When multimodal AI models produce confident visual analysis from images that were never provided
The mirage effect is a failure mode in multimodal AI models where the system constructs detailed visual descriptions, diagnoses, and reasoning traces from images that were silently removed from the input. Unlike hallucination — which involves generating incorrect details about a real input — the mirage effect involves building an entire fabricated perceptual reality and reasoning from it with high confidence. The term was introduced in a 2026 Stanford paper (MIRAGE) co-authored by Fei-Fei Li.
The researchers tested frontier models including GPT-5.1, Gemini 3 Pro, and Claude Opus 4.5 across six major vision benchmarks, both medical and general. When all images were silently removed without changing prompts, the models continued to score 70-80% accuracy — describing nonexistent X-rays in detail, identifying fake nodules, and diagnosing conditions from text patterns alone. The models did not detect the absence of visual input. More troublingly, a text-only 3-billion-parameter model fine-tuned on the same benchmarks without any images outperformed all frontier multimodal models and even human radiologists on a held-out test set.
The findings expose a structural problem in how multimodal AI capabilities are evaluated: up to 77% of questions in standard vision benchmarks could be answered through text-pattern recognition alone, without any genuine visual understanding. This means that leaderboard scores, benchmark breakthroughs, and claims of multimodal capability may reflect linguistic shortcuts rather than actual perception.
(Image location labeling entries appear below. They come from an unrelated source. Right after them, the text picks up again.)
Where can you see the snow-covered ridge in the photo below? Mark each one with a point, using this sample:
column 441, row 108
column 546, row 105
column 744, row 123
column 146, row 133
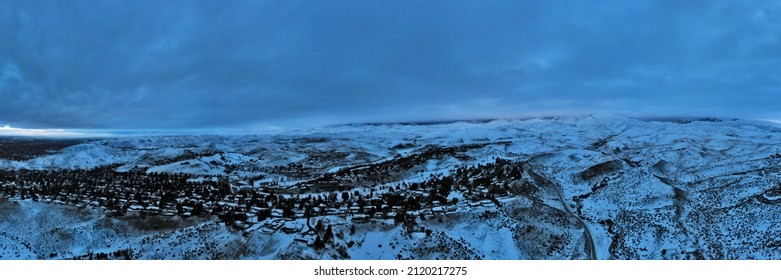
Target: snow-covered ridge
column 529, row 137
column 592, row 187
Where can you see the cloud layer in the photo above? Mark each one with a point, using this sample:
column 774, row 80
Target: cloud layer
column 246, row 64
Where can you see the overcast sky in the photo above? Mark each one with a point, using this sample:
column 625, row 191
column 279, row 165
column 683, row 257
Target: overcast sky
column 250, row 65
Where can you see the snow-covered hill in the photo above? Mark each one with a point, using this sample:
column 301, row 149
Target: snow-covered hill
column 589, row 187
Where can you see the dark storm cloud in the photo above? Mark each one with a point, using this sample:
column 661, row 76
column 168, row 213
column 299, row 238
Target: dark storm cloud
column 196, row 64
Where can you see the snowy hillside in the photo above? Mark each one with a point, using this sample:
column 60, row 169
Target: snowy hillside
column 554, row 188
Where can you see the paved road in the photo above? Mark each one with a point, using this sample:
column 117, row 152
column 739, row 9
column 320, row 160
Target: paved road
column 590, row 248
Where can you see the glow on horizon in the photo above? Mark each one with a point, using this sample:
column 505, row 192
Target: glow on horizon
column 7, row 130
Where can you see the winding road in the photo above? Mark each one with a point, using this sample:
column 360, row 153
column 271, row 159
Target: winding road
column 590, row 248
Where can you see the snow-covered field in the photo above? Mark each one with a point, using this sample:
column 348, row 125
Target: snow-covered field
column 634, row 189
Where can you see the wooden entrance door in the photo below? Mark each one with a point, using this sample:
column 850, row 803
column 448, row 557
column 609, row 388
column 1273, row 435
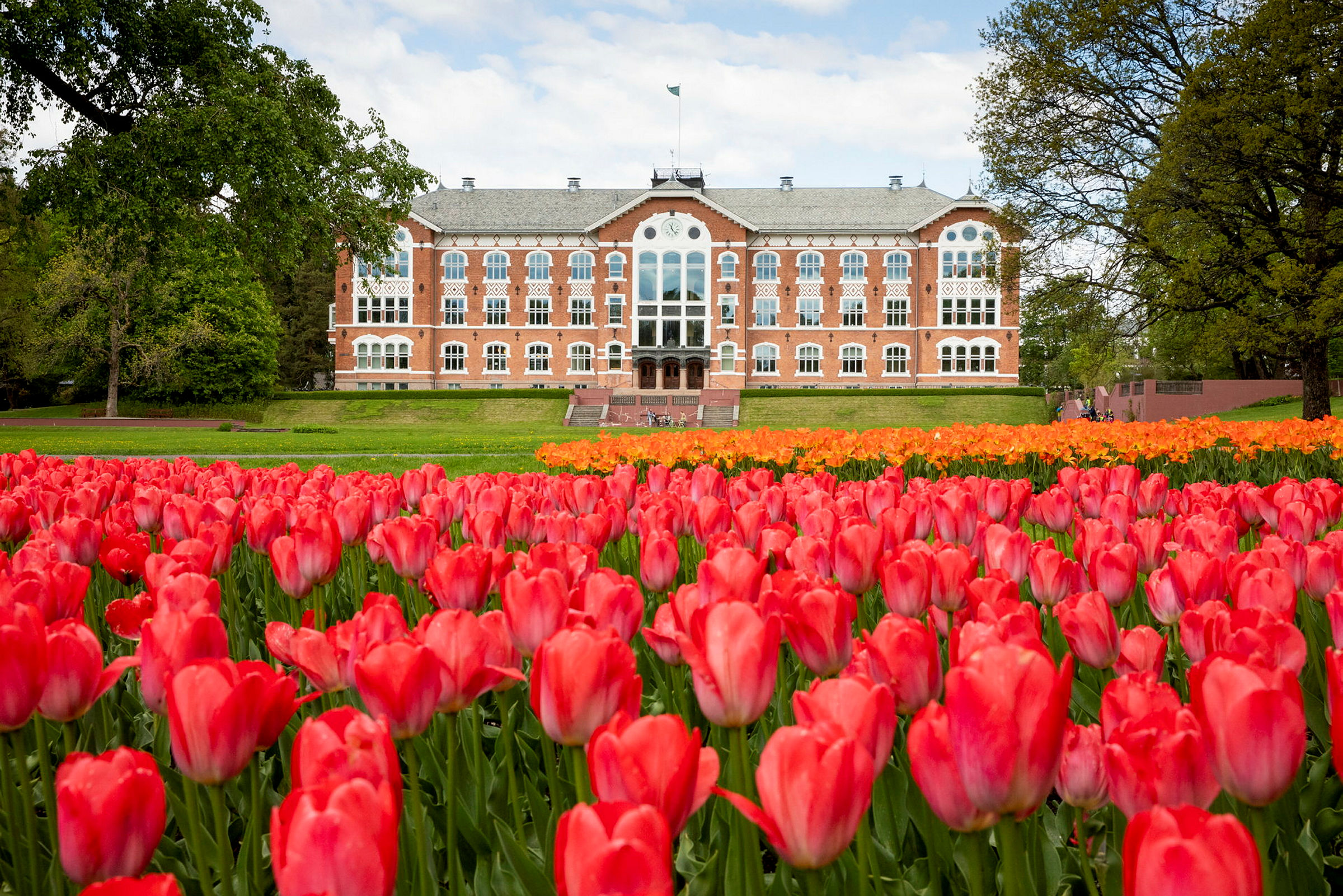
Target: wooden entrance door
column 648, row 375
column 695, row 374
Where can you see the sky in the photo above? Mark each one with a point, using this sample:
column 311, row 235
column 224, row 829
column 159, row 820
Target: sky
column 527, row 93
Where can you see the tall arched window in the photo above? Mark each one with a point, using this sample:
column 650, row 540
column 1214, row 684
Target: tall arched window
column 496, row 266
column 539, row 266
column 809, row 266
column 767, row 266
column 853, row 266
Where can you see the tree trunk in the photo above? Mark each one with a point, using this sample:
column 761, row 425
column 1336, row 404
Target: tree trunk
column 1315, row 379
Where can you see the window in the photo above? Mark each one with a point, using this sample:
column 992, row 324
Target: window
column 496, row 358
column 853, row 311
column 538, row 311
column 454, row 311
column 767, row 266
column 898, row 312
column 496, row 266
column 454, row 266
column 496, row 311
column 809, row 266
column 809, row 312
column 898, row 266
column 853, row 266
column 539, row 266
column 581, row 312
column 581, row 359
column 581, row 266
column 767, row 312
The practical implications are severe for high-stakes domains like medical imaging, where mirage-mode diagnoses showed systematic bias toward the most dangerous conditions — STEMI, melanoma, carcinoma — based on textual priors rather than visual evidence.
The mirage effect raises fundamental questions about what it means for a model to 'see.' When a system performs better in mirage mode — not knowing it is blind — than when explicitly told no image is present, the boundary between perception and confabulation becomes disturbingly unclear. The paper's benchmark cleanup methodology (B-Clean) and code are open-sourced, offering a path toward benchmarks that actually test visual understanding rather than text-pattern matching.